Try it here: https://tinvois-parser.azurewebsites.net. (http://tinvois-parser.azurewebsites.net shows the swagger UI). The authorization token is "github_users". See example jupyter notebook for sample code how to call.

Why I made it?

We wanted to develop an app to help freelancers in tax declaration, specifically organizing receipts. It is available here: https://tinvois.de. We wanted to keep extra costs including 3rd party tools and marketing really low to be able to keep the price of the app small.

One steps is to extract information from receipts photos. The open source solutions were not good enough. There are commercial API's which either do not work or are too expensive or both. So I developed it myself.

Considering that Google charges only 1.5$ for OCRing each 1K images, even gives 1K calls per month for free, it is almost free. So let's make it really good.

How it works

In the following steps

  • Sending the image to google Cloud Vision API to extract text
  • Putting the results in a pandas DataFrame (I am a data scientist, I love DataFrames :))
  • Preprocess the results as follows
    • Lower case all the strings
    • Join some words that we know come after each other and are meaningful together
    • In case the number, say, "12. 13" is detected as two words, join them
    • Tokenize the words in "SUM", "NETTO" (amount excluding VAT), "BRUTTO" (gross amount) "VAT", "VALUE" (strings specifying a value) and "OTHER"
    • Convert the values to float and keep them in another DataFrame
    • Detect the rotation and rotate the coordinates back to vertical
    • For each value, extract a feature set. Namely, tokens that appear in front of it, behind it, or on top of it.
  • Extracting information as follows
    • Date: get the date string via string matching. I just look for the first match I find.
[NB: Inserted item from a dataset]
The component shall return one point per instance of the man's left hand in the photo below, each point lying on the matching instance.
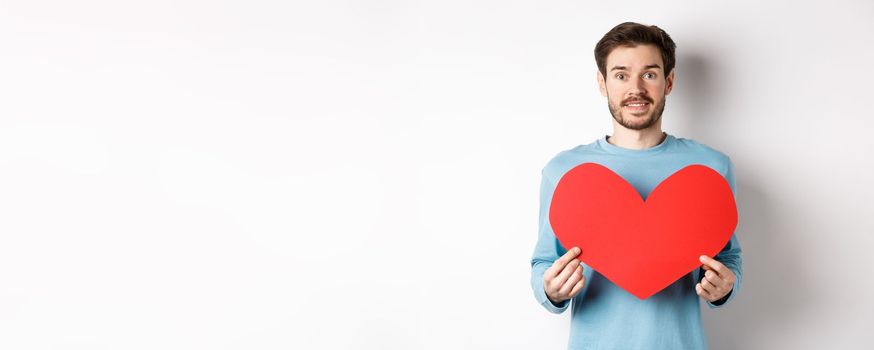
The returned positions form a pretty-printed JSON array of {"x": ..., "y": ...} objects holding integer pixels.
[{"x": 717, "y": 282}]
    • Total amount and amount excluding vat: Writing rules using features extracted in the preprocessing step. Why not machine learning? Because I did not have data to train. So I had to play the role of ML algorithm based on my knowledge of receipts structure. The rules are set based on receipts common in Germany. Feel free to suggest rules for other countries

    • Merchant name: I listed the most common merchants in Germany. It first tries to string match one from that list. If none of them found, it uses simply the first line in the image. Turns out it works fine.

Sample result

Input image

Sample receipt

Result

{
    "data": {
        "rotation": 90,
        "amount": 225,
        "amountexvat": 205,
        "merchant_name": "Penny",
        "date": "2020-12-04T00:00:00",
        "hash": "0000000000000000071f7fffffffffffffbfffbefffefffbffff001f0000f800"
    }
}

How to use

You can start the API locally either via python or docker desktop.

Common steps

Using python

  • Put the google_auth.json in app/google_auth folder
  • Install requirements
  • Put an environmental variable called SERVER_TO_SERVER_TOKEN in your system containing a custom string. It will be the authorization token for calling the API
  • In terminal navigate to app folder and run python .\manage-local.py

Using docker

There are two options

Option 1 (won't work in windows as mounting folder is not possible)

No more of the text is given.